1. Who are you and what are you running for?

My name is Shawna Reagin and I am a Democratic candidate for judge of the 176th Criminal District Court

2. What kind of cases does this court hear?

This is a felony court – it hears cases from death penalty capital murders down to state jail felony offenses, such as low-level drug possessions and thefts.

3. Why are you running for this particular bench?

I was judge of this court from Jan. 1, 2009 – Dec. 31, 2012. I enjoyed the work and was good at it.

4. What are your qualifications for this job?

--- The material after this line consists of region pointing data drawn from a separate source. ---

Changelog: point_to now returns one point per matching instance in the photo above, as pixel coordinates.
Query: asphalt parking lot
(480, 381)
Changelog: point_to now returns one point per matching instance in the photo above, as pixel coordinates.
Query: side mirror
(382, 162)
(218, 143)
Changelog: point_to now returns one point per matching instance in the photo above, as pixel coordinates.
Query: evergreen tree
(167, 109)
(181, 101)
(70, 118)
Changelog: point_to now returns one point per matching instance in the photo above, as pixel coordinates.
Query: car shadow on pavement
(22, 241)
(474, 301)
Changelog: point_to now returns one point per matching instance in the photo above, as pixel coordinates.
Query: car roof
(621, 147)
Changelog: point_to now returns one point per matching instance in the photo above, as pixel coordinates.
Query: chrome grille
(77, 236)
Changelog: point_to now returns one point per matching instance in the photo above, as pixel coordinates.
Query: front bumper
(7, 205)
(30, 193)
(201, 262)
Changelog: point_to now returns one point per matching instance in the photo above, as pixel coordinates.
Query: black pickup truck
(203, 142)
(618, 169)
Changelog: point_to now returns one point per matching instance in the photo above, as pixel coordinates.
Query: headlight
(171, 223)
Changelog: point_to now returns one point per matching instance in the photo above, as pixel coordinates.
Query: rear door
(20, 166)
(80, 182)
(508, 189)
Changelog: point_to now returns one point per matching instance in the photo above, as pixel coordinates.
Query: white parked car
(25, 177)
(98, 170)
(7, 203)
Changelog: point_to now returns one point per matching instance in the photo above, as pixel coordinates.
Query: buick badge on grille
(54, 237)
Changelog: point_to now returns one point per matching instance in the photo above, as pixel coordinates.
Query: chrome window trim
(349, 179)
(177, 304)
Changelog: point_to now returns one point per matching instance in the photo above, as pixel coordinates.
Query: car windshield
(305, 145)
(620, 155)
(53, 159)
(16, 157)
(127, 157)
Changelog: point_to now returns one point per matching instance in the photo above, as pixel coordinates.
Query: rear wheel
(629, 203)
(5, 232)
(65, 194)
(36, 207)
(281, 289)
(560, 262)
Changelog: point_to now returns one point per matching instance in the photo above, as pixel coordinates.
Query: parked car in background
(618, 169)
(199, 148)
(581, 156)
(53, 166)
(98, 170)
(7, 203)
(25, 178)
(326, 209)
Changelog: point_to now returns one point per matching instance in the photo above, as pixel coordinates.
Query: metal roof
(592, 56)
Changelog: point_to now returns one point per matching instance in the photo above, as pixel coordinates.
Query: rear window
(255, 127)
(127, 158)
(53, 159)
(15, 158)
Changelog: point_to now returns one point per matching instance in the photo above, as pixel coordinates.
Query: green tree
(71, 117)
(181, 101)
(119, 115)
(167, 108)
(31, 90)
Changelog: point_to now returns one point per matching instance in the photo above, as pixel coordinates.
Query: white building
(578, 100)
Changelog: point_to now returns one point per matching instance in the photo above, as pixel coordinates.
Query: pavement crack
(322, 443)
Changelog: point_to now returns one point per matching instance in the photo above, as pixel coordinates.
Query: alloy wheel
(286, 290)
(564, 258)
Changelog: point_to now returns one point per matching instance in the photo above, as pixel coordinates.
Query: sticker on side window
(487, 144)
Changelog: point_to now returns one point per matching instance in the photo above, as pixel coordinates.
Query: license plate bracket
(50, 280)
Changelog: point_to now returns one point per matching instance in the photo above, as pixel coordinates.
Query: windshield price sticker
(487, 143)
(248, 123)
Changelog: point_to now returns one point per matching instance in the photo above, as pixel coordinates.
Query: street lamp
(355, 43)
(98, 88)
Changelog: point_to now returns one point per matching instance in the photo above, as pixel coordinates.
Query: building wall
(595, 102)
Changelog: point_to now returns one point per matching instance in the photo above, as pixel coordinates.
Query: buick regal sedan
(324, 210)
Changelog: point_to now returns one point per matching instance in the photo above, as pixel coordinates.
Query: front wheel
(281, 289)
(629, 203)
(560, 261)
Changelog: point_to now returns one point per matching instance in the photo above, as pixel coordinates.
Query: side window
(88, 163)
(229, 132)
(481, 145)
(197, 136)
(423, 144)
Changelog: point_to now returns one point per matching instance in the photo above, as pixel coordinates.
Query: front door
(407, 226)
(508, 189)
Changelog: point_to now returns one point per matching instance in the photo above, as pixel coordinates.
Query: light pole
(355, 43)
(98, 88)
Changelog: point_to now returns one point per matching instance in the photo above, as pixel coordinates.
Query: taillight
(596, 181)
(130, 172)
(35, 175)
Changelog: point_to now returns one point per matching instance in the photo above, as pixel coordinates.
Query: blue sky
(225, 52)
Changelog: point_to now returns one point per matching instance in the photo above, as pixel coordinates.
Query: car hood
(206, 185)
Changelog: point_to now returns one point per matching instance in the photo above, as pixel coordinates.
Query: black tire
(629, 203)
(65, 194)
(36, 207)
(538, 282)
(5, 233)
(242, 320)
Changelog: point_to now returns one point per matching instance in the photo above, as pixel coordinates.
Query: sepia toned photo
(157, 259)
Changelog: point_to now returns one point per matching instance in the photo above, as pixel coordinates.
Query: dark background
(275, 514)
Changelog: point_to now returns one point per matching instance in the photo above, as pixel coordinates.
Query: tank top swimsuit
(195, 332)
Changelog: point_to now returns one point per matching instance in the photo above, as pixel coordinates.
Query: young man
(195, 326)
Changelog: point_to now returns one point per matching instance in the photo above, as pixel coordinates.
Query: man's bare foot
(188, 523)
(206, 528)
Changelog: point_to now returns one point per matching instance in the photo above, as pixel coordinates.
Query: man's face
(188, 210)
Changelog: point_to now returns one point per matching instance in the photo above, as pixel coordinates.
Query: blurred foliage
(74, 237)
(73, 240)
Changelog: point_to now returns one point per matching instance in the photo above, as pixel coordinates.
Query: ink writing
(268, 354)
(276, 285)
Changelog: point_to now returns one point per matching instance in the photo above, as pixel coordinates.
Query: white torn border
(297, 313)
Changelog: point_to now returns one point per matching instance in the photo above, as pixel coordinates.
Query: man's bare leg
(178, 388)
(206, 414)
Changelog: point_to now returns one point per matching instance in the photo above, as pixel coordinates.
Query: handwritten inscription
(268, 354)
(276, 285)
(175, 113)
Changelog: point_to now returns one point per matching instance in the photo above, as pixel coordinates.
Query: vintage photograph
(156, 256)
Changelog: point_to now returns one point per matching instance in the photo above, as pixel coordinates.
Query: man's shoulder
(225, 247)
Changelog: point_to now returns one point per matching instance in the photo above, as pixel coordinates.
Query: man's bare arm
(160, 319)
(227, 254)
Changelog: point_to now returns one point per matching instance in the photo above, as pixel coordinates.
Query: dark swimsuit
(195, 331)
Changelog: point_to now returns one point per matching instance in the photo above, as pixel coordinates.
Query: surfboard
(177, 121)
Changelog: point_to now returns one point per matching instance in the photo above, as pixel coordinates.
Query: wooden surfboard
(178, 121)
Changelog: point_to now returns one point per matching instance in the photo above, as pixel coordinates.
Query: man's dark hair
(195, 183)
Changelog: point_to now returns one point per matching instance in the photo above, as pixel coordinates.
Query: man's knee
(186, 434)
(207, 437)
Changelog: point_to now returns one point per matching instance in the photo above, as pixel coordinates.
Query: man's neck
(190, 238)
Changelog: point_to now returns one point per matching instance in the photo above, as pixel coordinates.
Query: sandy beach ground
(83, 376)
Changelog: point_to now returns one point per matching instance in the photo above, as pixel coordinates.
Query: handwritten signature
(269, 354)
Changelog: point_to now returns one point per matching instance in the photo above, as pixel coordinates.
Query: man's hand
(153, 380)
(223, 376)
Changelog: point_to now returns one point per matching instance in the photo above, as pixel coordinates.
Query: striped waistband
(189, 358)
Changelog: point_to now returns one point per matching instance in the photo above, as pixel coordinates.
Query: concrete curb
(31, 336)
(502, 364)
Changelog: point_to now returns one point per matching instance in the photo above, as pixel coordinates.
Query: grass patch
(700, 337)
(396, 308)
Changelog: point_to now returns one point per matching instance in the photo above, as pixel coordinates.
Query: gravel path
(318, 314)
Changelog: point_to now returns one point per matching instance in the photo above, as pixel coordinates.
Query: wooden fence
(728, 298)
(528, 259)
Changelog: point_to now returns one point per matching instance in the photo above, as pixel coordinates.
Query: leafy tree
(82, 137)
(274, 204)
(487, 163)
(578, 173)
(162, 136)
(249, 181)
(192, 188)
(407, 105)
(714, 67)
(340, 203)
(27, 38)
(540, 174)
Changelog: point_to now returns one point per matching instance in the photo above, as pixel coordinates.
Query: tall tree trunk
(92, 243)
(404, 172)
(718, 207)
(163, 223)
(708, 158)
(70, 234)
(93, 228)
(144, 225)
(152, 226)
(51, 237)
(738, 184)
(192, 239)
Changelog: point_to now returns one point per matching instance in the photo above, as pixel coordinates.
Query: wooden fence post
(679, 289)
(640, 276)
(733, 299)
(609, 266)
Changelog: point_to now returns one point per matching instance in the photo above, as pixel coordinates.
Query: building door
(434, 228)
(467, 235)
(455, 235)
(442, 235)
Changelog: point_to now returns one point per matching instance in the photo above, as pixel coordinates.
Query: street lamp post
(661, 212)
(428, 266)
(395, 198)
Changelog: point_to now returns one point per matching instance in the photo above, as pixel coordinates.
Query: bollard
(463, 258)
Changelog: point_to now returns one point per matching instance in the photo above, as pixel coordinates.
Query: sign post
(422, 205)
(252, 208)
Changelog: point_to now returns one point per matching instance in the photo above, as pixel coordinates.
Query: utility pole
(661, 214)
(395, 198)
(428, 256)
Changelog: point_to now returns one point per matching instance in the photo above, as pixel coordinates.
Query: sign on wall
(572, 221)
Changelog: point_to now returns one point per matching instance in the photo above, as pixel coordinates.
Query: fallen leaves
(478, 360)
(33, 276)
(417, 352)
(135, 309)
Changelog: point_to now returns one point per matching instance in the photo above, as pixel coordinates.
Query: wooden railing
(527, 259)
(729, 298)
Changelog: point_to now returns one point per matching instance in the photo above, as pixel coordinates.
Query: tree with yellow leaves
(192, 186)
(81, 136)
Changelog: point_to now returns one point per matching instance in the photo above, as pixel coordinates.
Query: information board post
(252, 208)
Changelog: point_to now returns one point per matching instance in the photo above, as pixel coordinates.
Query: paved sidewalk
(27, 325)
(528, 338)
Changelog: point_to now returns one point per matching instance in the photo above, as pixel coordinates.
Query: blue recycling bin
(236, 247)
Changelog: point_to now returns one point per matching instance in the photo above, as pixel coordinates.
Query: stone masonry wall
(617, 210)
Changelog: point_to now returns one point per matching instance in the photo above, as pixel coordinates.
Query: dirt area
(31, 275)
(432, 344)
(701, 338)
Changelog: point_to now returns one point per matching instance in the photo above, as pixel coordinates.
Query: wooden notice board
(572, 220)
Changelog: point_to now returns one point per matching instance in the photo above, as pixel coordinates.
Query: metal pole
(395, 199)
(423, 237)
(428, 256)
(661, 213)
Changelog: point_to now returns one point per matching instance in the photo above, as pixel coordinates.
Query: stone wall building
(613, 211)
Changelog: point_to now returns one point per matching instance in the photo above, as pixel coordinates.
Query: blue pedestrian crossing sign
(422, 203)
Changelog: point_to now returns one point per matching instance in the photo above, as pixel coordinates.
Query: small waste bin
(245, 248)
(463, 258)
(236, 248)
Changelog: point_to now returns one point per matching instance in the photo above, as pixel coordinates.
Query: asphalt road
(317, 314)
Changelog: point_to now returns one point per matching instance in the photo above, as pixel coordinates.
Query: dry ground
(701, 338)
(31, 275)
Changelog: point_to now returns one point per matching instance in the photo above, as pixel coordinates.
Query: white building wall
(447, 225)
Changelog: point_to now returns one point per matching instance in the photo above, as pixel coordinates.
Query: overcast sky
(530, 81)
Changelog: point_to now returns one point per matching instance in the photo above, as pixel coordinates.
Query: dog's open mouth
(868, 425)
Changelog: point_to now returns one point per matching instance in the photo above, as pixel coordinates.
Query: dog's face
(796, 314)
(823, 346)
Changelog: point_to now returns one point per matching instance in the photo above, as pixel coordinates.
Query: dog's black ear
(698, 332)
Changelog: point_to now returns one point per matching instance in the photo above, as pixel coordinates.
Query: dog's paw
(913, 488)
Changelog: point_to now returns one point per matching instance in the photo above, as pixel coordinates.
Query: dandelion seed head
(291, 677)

a) I have over 26 years experience handling felony cases, at the trial and appellate levels;
b) I was voted Best Judge in Houston 2009 by The Houston Press;
c) During my previous term on this bench, I greatly reduced a bloated docket and was consistently among the top courts for number of cases tried;
d) The 176th took the “gold” for its division by trying the most cases in the first half of 2012;
e) Certified by the Harris County Board of Judges to represent indigents accused of capital murder;
f) My life experience has enable to see and understand issues from diverse points of view.

5. Why is this race important?

Judicial races and the functions of district courts have more impact on the whole community than many people realize. Although the criminally accused and their families are affected by their individual cases, a judge’s decisions on probable cause, setting bail and conditions, appointment of counsel to the indigent, oversight of a case’s status and the actual trial itself, all have a ripple effect far beyond any one case. As awareness of racial inequities in the criminal justice system, from the street up through conviction and appeal, continues to rise, it important for people to realize that casting an informed, responsible vote and showing up for jury duty both have a greater effect on remedying potential injustice than any other actions.

6. Why should people vote for you in the primary?

In addition to my qualifications and experience as set out above, which are unique to me in this primary race, I was and will be a very hard-working judge who believes the taxpayers deserve a full day’s work by their public servants. I routinely stayed in chambers until at least 6:00 PM or later, to be available to review requests for warrants and orders needed by police officers after hours. I also remained “on call” even when it wasn’t my term, due to living in a central location and not ignoring or harassing prosecutors who needed to find a judge at night. I served on any committee requested by the presiding judges with whom I served, and did my best to bridge the partisan divide, such as I and my fellow Democrats elected in 2008 did to help ensure the Public Defenders Office was instituted.

Criminal court is not a happy place, and a judge’s decisions seldom leave anyone completely happy. However, I did my best to make the most fair and appropriate decisions in every case, based on the information I had. I pledge to the people of Harris County that I will continue to serve in this manner, if they see fit to elect me in the primary and then again in November.